La meilleure chose qu'ils puissent faire, au bout du compte, était de défendre, protéger et éliminer les menaces. Cela ne changeait pas, quels que soient les renseignements dont ils disposaient. Au mieux, ils pouvaient affiner leurs mesures pour les adapter à leurs nécessités.
Par exemple, Rui avait déjà conclu qu'il serait extrêmement difficile d'empêcher entièrement et complètement les bandits d'endommager leurs moyens de transport. En grande partie à cause de la nature d'une embuscade. L'effet de surprise entre les mains des Apprentis Martiaux ennemis ne pouvait être atténué aisément, et quelque perte de vie comme de matériel était inévitable.
La question était de savoir quelles mesures ils pouvaient prendre pour atténuer les dégâts infligés, heureusement. Ils en connaissaient déjà la réponse.
La réponse consistait à abandonner l'anneau extérieur du convoi pour se concentrer sur les parties les plus importantes et vitales du ravitaillement, comme spécifié par le client.
Les couches extérieures du convoi servaient surtout de bouclier à la partie intérieure, où étaient entreposées les précieuses fournitures ésotériques de haut grade.
Une fois l'embuscade déclenchée, Rui et les autres du Quintette Martial se concentreraient immédiatement pour garantir que les cercles intérieurs subissent le moins de dommages possible. Les cercles extérieurs étaient à peu près condamnés à servir de sacrifice.
Une heure s'écoula tandis qu'ils s'éloignaient de la ville de Hajin, et les montagnes qui se profilaient à l'horizon à distance avaient grandi dans leur champ de vision.
« Nous avons atteint la base, apparemment. » constata Dalen. « Les Sentiers de l'Ombre ne sont qu'à une demi-heure d'ici, je crois. »
« Cela fait longtemps que je suis venue ici. » gazouilla Fae.
« Tu es déjà venue ici ? » Rui se tourna, surpris.
« Tout le monde n'y est-il pas allé ? » demanda Kane.
« Ouais, c'est une chaîne de montagnes. Les abords sont plutôt sûrs, et c'est une attraction touristique. » acquiesça Fae.
Rui cligna des yeux à deux reprises, se souvenant que ses compagnons étaient une bande de gamins riches au pedigree Martial.
Oublier la visite des montagnes, c'était la première fois que Rui quittait réellement la ville de Hajin. Bien que l'Orphelinat Quarrier fût techniquement en dehors de la ville de Hajin. Cela ne comptait pas, non ?
'Attends, concentre-toi ! C'est important et dangereux.' Il secoua la tête, essayant de chasser ces pensées stupides.

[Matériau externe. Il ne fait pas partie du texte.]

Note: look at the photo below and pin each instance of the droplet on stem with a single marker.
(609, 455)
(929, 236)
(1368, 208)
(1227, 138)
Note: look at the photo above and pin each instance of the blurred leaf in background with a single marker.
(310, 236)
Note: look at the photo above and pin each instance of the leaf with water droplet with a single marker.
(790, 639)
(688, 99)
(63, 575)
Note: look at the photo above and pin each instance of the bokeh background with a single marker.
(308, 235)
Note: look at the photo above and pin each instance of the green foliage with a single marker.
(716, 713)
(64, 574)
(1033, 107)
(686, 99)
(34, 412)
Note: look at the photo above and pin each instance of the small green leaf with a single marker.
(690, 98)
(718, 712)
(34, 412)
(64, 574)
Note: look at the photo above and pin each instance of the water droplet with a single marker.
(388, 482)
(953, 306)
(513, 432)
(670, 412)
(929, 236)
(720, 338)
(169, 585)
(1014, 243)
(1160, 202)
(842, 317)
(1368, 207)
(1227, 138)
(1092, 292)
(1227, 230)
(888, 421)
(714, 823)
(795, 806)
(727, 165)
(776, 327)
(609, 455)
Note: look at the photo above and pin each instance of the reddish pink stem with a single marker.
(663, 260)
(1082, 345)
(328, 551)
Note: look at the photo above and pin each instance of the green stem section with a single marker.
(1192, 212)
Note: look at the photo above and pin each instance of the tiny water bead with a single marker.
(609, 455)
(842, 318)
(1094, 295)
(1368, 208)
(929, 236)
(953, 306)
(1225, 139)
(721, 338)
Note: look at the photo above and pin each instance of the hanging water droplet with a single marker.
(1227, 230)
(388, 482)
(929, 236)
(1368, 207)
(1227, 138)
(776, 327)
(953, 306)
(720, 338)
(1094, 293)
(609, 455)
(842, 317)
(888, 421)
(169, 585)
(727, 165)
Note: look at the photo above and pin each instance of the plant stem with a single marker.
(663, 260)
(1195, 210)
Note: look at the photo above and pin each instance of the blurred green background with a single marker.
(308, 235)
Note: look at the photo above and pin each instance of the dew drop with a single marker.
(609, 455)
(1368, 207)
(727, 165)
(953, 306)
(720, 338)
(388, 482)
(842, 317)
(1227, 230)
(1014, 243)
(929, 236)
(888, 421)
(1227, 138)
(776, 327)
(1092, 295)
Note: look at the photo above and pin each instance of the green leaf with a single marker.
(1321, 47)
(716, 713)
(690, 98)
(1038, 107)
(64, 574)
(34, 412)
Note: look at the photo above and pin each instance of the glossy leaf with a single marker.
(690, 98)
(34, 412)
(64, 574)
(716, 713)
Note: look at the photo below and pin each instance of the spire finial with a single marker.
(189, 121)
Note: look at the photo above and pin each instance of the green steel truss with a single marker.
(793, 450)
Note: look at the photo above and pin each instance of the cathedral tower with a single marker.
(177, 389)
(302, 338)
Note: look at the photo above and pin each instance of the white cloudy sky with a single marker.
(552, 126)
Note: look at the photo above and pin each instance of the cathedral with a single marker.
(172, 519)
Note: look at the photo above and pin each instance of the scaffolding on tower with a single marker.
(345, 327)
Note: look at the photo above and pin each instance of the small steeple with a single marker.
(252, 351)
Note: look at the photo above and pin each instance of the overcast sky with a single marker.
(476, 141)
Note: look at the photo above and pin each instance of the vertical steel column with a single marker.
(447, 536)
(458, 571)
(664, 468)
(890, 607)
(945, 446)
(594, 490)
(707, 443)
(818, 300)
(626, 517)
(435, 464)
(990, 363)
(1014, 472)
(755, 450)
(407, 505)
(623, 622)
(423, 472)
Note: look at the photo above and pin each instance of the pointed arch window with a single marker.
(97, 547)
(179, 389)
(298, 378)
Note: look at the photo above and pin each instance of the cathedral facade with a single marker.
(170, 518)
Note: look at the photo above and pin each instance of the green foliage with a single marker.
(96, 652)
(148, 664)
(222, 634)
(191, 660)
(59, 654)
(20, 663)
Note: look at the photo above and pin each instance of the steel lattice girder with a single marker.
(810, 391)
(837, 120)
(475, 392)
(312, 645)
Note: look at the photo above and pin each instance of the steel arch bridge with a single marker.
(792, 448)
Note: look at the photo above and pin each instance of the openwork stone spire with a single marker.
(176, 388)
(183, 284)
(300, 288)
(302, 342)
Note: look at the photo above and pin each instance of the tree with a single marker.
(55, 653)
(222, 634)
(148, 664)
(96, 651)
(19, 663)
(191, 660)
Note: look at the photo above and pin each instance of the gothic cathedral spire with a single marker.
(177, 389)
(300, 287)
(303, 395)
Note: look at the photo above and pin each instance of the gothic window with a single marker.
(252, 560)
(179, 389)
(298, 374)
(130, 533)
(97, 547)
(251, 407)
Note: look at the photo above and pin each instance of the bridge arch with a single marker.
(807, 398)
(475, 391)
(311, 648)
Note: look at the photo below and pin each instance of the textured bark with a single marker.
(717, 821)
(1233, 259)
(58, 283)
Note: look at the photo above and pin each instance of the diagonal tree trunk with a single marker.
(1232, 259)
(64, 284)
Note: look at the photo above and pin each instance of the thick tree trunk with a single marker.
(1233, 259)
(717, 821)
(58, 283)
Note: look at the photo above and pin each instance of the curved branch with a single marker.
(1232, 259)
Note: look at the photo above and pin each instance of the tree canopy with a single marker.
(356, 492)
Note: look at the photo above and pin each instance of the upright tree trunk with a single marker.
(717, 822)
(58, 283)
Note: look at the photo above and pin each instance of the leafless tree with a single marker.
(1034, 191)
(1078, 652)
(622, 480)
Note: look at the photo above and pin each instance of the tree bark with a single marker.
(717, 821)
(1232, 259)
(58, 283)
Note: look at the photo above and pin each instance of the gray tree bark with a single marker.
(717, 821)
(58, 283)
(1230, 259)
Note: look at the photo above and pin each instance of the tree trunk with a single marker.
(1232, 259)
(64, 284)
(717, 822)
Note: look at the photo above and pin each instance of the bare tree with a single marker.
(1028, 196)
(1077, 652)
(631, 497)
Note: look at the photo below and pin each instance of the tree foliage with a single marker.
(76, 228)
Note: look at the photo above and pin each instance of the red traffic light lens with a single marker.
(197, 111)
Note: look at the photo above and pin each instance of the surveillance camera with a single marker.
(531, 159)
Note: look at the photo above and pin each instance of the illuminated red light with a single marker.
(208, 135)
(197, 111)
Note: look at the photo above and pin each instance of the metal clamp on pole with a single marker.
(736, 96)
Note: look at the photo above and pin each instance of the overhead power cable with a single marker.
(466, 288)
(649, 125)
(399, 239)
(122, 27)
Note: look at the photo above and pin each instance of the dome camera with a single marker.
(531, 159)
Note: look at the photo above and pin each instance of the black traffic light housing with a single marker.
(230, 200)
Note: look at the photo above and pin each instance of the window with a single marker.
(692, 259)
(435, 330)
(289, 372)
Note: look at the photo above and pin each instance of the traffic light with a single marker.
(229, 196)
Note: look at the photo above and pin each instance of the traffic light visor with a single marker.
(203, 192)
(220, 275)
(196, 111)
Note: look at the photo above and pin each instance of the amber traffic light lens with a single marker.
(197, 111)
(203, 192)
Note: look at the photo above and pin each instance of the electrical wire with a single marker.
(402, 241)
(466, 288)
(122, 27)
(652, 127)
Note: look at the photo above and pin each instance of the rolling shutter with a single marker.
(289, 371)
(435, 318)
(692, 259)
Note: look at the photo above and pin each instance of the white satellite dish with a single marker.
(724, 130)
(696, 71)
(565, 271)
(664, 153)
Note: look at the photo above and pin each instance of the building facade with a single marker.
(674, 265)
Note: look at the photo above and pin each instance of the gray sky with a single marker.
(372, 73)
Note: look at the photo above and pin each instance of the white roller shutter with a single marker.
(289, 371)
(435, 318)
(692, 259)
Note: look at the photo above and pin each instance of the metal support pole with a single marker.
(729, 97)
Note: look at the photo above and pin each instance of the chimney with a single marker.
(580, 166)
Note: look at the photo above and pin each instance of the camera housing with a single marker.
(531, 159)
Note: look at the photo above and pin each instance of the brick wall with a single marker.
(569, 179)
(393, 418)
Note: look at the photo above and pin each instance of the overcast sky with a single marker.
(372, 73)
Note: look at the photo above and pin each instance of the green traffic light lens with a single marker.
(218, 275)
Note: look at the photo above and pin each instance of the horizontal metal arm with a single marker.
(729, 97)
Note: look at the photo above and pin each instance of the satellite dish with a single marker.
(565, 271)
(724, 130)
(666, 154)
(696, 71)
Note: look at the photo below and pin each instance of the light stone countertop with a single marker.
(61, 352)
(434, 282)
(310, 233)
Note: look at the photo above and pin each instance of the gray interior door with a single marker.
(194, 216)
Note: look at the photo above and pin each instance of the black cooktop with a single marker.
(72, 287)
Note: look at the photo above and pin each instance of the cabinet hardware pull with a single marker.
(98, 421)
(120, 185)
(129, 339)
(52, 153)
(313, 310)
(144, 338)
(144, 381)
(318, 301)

S'il se fût agi de toute autre occasion, Rui aurait بالتأكيد profité tranquillement des paysages et absorbé la nouvelle topographie et l'environnement. Cela faisait longtemps qu'il n'avait même pas vu de montagnes.
Mais dans cette mission, avec les informations dont il disposait, les Montagnes Basara laissaient une impression funeste. Comme le présage du danger et du risque. La traversée de ces montagnes était estimée à douze heures.
Rui se prépara mentalement. Car dans les douze prochaines heures, il serait probablement confronté au plus grand danger de sa vie.